Here's another example. A few years ago an associate asked my opinion about a condominium on the east coast. I did review the financials and I saw that this rather large building (approx 60 units) had about $180,000 in reserves. Could that be a problem? I suggested to my associate that they should be prepared for 1) fee increases, 2) possible special assessments and 3) resistance to fee increases or special assessments by other owners which could have an impact on maintenance. That potential buyer did hire an inspector and they did find some unit issues, but they proceeded with the purchase. They are happy in their unit, but the reserve situation has created problems for that HOA.

At that HOA several years later the board and management faced replacing all of the hallway carpets. It was determined that reserves were inadequate. So the carpets were removed, the concrete floors patched and then painted. No carpet was installed. You can imagine that some owners were unhappy about that; the long corridors became echo chambers. Yet others also argued that they were unwilling to shoulder the burden of a special assessment.

When there are insufficient reserves to handle capital costs, there may be differing opinions among owners on how to deal with this. Some owners may have their own idea of priority of spending of those reserve funds and it may not include fair distribution on the property. That priority may also take the perspective "If it really isn't broken then don't fix it" and the board may operate with an austerity program. That program may show up in interesting ways. The example of painting hallways in lieu of replacing carpeting is an example.

Some owners will be unhappy when  maintenance alternatives are employed to avoid special assessments or increases in reserve funding. Some will accept maintenance compromises to keep those fees where they are. Some will be unhappy with what they perceive to be a change in quality if alternative methods and materials are used. A few may complain about any common area maintenance which occurs in areas for which they derive no immediate benefit.

Here's another example. An associate lived in a townhouse complex in which the windows were defined a "common elements". They thought that was wonderful as they would never have to save for or deal with window maintenance and replacement.

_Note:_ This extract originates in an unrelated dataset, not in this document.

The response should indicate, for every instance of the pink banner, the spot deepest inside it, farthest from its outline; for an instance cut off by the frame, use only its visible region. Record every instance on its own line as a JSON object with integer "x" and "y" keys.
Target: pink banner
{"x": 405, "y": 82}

However, about 10 years after purchase the board of that HOA decided it was time to replace all of the windows and assessed each unit about $10,000 to do this. My associate insisted that the windows in their unit were fine and did not need to be replaced, but to no avail. The board had decided to change all windows so as to treat all owners fairly and equally. A few other owners were unhappy with this, but it is my understanding the majority were not willing to make it an issue. So the project proceeded and my associate received their $10,000 invoice.

It can go both ways. However, if there are adequate reserves, the maintenance becomes more one of establishing priorities and adhering to reasonable budgets.

This is why I argue for setting reasonable maintenance priorities, performing reserves studies on a regular basis and then taking incremental steps to accrue sufficient funds to handle the identified issues. I've concluded that many of the complaints of owners can be traced to maintenance and condition, and that in turn is directly a consequence of available funds. There will be exceptions to the rule, but I've seen enough in my 15 years to make the simplistic statement that "money is the root of most issues".